Senator John McCain is dead. Many are praising him today and saluting him anew as a war hero. While I disagree with such sentiments, as a humanist I will not respond with hateful slurs against him personally. Hopefully, again as a humanist, I may manage to reflect upon his legacy with compassion and a measure of forgiveness. But I feel compelled to respond to the widespread praise afforded him during the course of his career and again now following his death.


Tributes to Senator McCain were first awarded due to his imprisonment in (North) Vietnam after his plane was shot down during Operation Rolling Thunder. McCain was then an Air Force pilot. He had flown multiple missions and had bombed targets within the North. None of those praising his heroism during captivity reflect honestly upon his bombing missions prior to being shot down. Yet thousands of innocent Vietnamese civilians were killed by such bombing. The history of the Vietnam conflict is now well understood. We should all condemn the US role in the war and the extensive bombing campaign.


The Vietnam war, which the US conducted reputedly in defense of democracy, was an injustice from the outset. France had held Indochina as a colony prior to WWII. The French abandoned the colony at the outbreak of war. Ho Chi Minh led a national resistance movement during the war against Japanese occupation. (Yes, he was connected with the international communist movement, but he also received support from the US during the war years.) Following the war the French felt entitled to return to Indochina and resume their colonial rule. They were indeed supported in their effort by the US, despite the prevailing trend toward national liberation. The result was the French-Vietnamese war which ended in the French defeat at Dien Bien Phu in 1954. The war ended with a treaty signed in Geneva whereby the French troops would depart. The country was to be temporarily divided for a period of two years following which national elections would be held to unify the country. Those elections were never held. By all accounts the political party headed by Ho would have won in a landslide. However, the elections were cancelled by a corrupt South Vietnam regime with the support of the US. Later the US became increasingly involved through escalations by Kennedy and Johnson against the democratic will of the people of a Vietnam. 

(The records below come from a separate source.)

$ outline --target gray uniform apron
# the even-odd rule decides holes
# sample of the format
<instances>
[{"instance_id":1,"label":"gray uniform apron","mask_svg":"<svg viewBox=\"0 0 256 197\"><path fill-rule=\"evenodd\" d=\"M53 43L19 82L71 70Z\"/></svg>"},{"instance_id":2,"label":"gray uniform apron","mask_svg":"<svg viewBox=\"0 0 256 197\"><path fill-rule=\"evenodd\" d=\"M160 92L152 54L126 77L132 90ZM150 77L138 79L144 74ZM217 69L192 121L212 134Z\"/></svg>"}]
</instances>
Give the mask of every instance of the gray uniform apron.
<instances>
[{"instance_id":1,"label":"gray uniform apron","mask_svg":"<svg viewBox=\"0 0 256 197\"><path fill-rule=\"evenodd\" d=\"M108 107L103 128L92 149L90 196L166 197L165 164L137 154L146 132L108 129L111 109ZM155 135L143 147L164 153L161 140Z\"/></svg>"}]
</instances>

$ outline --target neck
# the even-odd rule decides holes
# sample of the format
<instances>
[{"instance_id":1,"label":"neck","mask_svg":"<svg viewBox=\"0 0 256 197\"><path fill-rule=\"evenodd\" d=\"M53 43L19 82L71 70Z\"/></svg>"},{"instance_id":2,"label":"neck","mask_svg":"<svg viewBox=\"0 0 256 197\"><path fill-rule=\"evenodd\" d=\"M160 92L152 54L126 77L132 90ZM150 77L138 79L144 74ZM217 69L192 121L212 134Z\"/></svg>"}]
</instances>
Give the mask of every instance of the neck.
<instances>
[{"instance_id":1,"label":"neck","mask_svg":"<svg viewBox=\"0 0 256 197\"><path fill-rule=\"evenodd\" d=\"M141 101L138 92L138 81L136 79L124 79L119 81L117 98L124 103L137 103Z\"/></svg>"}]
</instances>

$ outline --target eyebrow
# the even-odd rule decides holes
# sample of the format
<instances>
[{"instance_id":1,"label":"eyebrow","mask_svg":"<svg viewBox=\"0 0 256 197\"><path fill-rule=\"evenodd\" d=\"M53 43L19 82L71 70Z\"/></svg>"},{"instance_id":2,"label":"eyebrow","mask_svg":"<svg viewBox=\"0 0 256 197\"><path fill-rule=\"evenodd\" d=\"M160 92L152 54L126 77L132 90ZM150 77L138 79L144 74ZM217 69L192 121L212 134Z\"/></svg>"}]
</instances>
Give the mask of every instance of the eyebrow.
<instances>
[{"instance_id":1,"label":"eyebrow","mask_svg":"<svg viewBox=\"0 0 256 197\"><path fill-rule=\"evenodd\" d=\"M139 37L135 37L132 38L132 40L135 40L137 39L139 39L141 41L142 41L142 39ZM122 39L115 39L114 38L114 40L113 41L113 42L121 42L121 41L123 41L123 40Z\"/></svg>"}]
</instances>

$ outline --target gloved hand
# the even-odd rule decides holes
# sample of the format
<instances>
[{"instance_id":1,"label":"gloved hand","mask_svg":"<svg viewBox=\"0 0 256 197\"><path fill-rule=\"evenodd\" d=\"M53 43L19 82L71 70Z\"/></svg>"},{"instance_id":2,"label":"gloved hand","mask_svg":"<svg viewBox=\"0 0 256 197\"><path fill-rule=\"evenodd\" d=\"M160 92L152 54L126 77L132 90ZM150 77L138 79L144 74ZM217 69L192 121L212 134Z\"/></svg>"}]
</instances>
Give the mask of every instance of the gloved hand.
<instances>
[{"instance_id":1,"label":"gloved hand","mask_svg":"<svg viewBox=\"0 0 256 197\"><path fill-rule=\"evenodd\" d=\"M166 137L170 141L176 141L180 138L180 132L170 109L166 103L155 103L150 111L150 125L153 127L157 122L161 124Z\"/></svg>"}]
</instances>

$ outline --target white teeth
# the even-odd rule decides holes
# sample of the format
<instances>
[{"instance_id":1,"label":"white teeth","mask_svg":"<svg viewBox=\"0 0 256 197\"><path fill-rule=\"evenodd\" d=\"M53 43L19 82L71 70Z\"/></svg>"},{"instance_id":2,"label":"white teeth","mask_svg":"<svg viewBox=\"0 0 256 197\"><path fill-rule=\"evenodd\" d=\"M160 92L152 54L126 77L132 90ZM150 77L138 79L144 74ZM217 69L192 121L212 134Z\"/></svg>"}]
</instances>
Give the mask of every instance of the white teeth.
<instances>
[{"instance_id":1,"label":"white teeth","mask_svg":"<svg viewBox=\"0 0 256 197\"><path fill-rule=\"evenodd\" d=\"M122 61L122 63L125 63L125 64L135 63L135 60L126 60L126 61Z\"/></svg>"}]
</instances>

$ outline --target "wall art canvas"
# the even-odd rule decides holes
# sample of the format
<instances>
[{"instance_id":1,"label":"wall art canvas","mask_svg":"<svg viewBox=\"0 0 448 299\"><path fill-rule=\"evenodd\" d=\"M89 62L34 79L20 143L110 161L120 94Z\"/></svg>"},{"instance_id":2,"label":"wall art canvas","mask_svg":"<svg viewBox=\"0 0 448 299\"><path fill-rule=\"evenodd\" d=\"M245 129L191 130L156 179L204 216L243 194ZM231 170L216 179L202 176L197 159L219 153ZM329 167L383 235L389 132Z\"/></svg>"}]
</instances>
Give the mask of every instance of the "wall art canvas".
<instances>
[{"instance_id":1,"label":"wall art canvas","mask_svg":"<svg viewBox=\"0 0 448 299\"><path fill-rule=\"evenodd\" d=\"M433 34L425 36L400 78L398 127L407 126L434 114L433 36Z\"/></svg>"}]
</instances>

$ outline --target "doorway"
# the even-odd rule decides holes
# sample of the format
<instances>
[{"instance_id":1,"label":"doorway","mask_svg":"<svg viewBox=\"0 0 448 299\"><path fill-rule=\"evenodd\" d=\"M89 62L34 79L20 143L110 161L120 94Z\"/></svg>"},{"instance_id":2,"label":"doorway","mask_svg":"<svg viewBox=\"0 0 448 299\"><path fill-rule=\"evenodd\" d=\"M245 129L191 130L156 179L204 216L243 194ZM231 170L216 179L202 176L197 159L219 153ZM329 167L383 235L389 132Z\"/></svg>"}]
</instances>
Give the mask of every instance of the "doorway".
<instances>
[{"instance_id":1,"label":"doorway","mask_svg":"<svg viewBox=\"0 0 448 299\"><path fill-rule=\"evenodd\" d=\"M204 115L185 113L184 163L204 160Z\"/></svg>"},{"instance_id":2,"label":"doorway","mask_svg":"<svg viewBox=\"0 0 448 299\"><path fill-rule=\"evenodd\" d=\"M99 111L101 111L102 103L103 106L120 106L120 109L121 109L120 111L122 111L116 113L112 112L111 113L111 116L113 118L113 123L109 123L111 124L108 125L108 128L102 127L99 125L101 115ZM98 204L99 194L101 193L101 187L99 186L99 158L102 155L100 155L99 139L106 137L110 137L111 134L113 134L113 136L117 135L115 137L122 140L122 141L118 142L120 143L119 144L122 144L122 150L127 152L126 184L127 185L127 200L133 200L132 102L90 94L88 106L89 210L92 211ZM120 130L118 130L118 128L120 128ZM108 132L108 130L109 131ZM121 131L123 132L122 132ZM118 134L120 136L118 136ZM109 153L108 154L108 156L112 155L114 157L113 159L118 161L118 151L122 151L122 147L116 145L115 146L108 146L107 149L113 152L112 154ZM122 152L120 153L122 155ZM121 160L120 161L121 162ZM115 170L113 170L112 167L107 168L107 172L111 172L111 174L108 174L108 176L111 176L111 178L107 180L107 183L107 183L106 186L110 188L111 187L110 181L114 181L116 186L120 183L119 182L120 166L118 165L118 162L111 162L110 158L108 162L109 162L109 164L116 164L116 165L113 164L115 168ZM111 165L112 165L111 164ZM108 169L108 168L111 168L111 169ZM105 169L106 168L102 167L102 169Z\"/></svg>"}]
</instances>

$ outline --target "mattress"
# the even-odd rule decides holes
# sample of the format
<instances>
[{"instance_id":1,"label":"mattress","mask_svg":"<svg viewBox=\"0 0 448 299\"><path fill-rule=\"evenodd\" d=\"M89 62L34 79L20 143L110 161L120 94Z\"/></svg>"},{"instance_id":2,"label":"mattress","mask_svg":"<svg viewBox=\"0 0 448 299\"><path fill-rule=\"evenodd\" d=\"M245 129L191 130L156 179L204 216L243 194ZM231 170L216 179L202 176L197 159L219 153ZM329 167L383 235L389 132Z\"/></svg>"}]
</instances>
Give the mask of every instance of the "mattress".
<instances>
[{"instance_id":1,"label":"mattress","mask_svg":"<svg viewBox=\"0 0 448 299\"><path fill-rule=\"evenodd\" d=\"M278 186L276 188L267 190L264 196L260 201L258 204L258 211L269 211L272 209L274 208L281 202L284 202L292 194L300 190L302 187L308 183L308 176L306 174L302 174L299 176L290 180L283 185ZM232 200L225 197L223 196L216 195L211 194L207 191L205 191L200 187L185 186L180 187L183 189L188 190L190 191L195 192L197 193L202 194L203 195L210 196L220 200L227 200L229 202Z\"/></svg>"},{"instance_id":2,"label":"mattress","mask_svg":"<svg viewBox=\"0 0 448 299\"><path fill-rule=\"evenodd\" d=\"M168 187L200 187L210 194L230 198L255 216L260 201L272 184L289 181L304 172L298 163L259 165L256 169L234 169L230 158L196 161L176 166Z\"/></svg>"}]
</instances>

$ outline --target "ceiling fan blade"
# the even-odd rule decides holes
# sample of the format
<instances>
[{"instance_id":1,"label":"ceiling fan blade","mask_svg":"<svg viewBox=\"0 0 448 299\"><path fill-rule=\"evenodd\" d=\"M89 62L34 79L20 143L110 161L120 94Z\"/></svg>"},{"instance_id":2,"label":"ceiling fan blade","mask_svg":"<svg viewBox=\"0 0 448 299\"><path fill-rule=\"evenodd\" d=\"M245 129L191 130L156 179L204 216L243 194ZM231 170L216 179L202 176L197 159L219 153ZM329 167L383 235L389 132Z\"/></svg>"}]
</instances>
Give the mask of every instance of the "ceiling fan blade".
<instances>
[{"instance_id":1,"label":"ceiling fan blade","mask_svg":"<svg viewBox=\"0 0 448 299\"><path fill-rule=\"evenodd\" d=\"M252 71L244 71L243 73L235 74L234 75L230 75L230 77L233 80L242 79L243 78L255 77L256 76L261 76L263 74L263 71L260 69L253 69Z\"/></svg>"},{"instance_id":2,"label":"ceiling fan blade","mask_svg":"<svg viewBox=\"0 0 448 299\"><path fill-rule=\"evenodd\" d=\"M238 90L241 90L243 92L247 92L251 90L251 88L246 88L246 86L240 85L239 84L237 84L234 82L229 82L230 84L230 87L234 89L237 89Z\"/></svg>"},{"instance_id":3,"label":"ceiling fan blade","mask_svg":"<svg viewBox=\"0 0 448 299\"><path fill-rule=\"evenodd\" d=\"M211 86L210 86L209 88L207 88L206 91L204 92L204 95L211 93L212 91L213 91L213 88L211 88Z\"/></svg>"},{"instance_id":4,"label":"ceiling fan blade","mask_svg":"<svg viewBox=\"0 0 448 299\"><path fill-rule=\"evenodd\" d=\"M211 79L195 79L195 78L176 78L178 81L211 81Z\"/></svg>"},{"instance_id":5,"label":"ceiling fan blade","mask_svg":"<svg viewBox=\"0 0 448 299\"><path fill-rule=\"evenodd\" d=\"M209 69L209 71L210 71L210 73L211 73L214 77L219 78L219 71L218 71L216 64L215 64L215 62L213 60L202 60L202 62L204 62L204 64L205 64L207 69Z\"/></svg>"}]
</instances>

McCain and other airmen and soldiers accepted their roles. Some will say they were simply following orders. Others will say that at the time the full knowledge of events had yet to become commonly known. But what about the Geneva Conventions? The whole point is that soldiers and citizens have a responsibility to defy orders, when necessary. The bombing of North Vietnam was an historical injustice if not an outright crime. Again, even though some will insist that the historical judgment was not yet available, the enormous damage and loss of innocent lives due to the bombing should have been perfectly clear to the pilots involved. Pity that Yossarian was absent from the missions. Perhaps he might have convinced the squadrons to drop their bombs in the Gulf of Tonkin rather than on a poor farming village to reduce the natural foliage as well as the village to ashes. John McCain chose to accept his mission. He repeatedly bombed civilian targets before his plane was shot down.


During his career in Congress McCain continued to support military adventurism. It seems he never had regrets or second thoughts. He was unquestionably one of the key supporters, if not one of the architects, of the ‘modern’ war strategy where the US uses air power and bombing to achieve political goals. This strategy is the logical consequence of the bombing campaign conducted in Vietnam from 1965 through the end of the war. The strategy is now enhanced by the myth of precision bombing with limited ‘collateral damage.’ Yet it remains an immoral practice, if not a war crime. Representatives in Congress, like John McCain, never raise objection. They all seem to unquestioningly support the corporate goals of an unchecked military industrial establishment clothed in the continuing slogan that we are supporting democracy internationally. And the Press and Media fail to exercise their true mandate; to investigate and report the facts. Rather they have chosen to embed themselves with the military. Those embedded media outlets now praise Senator McCain as a war hero. The facts tell different story.